Friday: Microsoft publishes the governance toolkit.
This is not a calendar coincidence. It's the maturity of an industry beginning to build guardrails after building the agents — exactly like the web built firewalls after building the internet.
The context of Gemma 4 and open-source models running locally intensifies the urgency: agents are no longer confined to the clouds of major providers. They run on local machines, edge nodes, smartphones — outside any traditional security perimeter.
And Meta HyperAgents that modify themselves raise the ultimate question: how do you govern an agent that rewrites its own rules?
Microsoft may be arriving slightly late. But it arrives with 7 packages, 9,500 tests, and integration across all major frameworks. And a HelpNet Security analysis confirms it: the toolkit covers the blind spots the industry had collectively ignored for two years.
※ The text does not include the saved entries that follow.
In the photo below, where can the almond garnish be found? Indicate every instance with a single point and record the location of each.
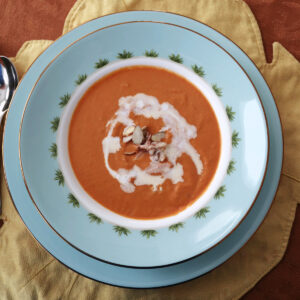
(128, 130)
(127, 139)
(157, 137)
(130, 149)
(137, 136)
What this changes in practice
AI agents are already in production. They call APIs, modify databases, send emails, orchestrate other agents. The question is no longer "should we deploy them?" but "how do we control them when they're running?"
Microsoft just published the answer in open source. Free, compatible with the entire ecosystem, EU AI Act-aligned from day one.
This toolkit won't make AI agents perfect. But it will make their errors detectable, their actions traceable, and their drift stoppable.
That's exactly what was missing this week when Kairos and Undercover Mode were discovered. It only took a forgotten source map to expose two years of ungoverned architecture. With the toolkit: that type of exposure triggers an alert before the code is deployed.
Agent governance is no longer a compliance option. It's production infrastructure.